Did I just end up creating the biggest blunder of my life. I knew this dating thing wasn't for me--too much Pressure. Is there a delete button somewhere that I can use to cancel my membership... argggggh! Too late--someone's already scoping out my info. Oh god--who is this person--okay--it looks like you can access their profiles as well and take a look at the person who is checking you out. Hm, here goes nothing--*fingers crossed*
Oh lord, what have I done!? No, no--please don't show any interest in me--you're really not my type--not even close, and if you send me a buzz or something I don't think I'll have the heart to decline your offer by pressing that little heart button with a crack on it signifying my decline. No--no--don't press it! Don't press it!! Oh, great--you pressed it. Wonderful--that's just marvelous. Now what am I supposed to do. Okay, maybe there's a very nice and easy and soothing way to do this so that nobody ends up getting hurt (why does this smack of every teenage movie I've seen where the girl or guy is going to get dumped and the dumper is afraid of hurting the dumpee's feelings). Man--I'm such an ass.
Hold on, what's this--okay--so it wasn't the girl who was buzzing me--but her guardian/parent.
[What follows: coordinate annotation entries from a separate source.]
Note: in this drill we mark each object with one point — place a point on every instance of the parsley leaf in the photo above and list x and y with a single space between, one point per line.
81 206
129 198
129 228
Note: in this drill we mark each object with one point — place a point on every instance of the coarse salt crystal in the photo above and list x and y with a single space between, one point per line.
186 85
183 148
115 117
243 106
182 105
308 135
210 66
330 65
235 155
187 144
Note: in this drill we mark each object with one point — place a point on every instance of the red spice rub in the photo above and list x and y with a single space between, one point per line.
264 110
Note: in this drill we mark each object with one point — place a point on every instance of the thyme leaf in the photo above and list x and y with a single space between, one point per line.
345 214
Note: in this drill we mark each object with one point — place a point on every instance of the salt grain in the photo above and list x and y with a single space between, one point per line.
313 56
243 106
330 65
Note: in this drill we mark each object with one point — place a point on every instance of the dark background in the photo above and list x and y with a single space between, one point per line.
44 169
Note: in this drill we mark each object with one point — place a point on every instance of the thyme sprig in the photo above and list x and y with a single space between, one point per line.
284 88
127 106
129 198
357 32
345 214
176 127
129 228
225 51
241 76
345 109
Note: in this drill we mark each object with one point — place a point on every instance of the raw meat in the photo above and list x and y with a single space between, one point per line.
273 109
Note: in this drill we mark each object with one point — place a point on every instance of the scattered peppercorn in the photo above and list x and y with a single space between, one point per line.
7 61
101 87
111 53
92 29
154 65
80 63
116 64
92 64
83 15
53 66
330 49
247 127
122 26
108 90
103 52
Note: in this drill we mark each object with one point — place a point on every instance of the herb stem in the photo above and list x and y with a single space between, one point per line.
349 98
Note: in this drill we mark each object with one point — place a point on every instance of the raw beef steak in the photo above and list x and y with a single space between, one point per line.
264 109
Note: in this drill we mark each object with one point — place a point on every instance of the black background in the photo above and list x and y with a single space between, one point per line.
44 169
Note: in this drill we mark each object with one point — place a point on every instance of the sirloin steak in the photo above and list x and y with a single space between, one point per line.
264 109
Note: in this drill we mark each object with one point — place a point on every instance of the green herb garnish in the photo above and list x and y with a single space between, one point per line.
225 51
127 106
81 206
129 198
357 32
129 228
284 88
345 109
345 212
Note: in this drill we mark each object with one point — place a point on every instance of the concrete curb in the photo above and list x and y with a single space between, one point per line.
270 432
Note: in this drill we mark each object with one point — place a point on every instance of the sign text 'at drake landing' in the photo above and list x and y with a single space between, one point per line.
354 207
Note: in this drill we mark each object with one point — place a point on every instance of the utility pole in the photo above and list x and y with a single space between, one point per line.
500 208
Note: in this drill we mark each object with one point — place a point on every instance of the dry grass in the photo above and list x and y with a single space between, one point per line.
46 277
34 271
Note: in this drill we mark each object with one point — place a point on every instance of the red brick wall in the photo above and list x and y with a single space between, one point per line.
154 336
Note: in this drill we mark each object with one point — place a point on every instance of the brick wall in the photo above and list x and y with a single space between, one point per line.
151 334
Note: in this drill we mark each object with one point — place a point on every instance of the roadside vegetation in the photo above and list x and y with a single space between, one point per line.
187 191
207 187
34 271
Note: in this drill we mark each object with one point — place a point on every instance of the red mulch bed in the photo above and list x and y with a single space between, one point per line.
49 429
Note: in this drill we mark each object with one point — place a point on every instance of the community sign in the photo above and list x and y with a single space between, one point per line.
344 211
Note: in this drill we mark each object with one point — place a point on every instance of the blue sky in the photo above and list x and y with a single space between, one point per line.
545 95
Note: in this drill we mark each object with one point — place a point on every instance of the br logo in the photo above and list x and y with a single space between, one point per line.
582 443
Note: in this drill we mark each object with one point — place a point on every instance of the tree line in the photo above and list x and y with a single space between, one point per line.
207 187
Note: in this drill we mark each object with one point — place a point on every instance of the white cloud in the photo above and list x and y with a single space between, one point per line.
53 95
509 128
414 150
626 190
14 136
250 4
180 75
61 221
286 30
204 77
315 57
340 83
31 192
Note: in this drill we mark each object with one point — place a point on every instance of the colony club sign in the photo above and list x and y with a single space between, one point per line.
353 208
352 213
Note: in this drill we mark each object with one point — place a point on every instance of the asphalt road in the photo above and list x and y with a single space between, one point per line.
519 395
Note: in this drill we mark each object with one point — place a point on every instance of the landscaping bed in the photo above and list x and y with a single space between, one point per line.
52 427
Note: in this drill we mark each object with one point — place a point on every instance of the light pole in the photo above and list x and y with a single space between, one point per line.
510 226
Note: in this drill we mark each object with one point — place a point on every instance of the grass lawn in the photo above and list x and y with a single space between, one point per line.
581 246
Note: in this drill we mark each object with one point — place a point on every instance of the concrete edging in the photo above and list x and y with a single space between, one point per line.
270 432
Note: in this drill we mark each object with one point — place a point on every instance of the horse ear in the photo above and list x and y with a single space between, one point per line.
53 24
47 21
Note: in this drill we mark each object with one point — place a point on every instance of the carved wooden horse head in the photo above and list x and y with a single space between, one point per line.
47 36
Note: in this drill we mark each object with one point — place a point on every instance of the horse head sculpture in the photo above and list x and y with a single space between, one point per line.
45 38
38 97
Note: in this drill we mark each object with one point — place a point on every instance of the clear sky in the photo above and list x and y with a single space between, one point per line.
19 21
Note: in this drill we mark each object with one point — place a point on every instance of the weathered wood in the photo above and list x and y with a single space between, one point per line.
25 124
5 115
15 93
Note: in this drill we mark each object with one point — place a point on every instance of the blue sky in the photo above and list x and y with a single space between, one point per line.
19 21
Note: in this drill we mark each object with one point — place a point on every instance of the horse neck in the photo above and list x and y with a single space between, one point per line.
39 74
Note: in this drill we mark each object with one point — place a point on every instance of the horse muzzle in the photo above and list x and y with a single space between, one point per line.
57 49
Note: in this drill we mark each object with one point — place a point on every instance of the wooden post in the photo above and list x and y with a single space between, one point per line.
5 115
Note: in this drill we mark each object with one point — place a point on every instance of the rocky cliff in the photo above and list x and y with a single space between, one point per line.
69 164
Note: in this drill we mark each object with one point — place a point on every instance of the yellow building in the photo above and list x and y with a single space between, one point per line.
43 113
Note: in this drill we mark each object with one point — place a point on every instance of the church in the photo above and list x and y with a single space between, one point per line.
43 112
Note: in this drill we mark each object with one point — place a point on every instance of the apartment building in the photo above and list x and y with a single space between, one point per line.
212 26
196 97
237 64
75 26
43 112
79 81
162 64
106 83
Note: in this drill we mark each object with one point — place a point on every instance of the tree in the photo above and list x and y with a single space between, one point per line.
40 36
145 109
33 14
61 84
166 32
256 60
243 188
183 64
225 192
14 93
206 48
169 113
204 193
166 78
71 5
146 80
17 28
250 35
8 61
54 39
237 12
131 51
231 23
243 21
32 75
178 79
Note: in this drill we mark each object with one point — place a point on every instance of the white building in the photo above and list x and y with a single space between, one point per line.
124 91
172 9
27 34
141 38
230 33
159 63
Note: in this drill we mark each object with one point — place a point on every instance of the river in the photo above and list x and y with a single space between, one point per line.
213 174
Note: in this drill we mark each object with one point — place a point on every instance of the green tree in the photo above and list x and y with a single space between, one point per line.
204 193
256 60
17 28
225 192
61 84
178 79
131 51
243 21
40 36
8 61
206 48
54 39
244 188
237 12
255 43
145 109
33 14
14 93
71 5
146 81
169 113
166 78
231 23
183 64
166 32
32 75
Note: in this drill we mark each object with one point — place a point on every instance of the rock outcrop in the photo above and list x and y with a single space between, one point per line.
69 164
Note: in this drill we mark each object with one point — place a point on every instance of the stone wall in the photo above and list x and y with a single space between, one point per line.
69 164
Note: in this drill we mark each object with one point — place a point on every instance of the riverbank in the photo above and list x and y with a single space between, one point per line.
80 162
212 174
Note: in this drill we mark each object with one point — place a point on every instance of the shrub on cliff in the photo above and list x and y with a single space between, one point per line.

Alright--that's a bit of a relief, even though dealing with parents can be a bit tricky, but at least you don't have to approach the person in question and talk to them face-to-face. And besides--she wouldn't even know about it; I'm sure her parents wouldn't tell her about all the prospects she's missed out on (hopefully!).
And hey--there's something else that the person has left for me in his message--oh, how kind of them. Let's see... okay--alright--hmmmm... what!? "My parents made a mistake having me". What the??? Where the heck did that come from... am I reading this right...? Oh, okay--I see what the problem is--the guy obviously read the paragraph that I wrote about my relationship with my parents and assumed that the honesty with which I depicted it as being a little rough up until recently wasn't something that a "good" muslim son does. Well, whatever. (The nerve of this guy to first lecture me on how to post a profile, and then to actually try and show interest in me as a soon-to-be son-in-law... No thanks--Never-to-be Dad-in-law!)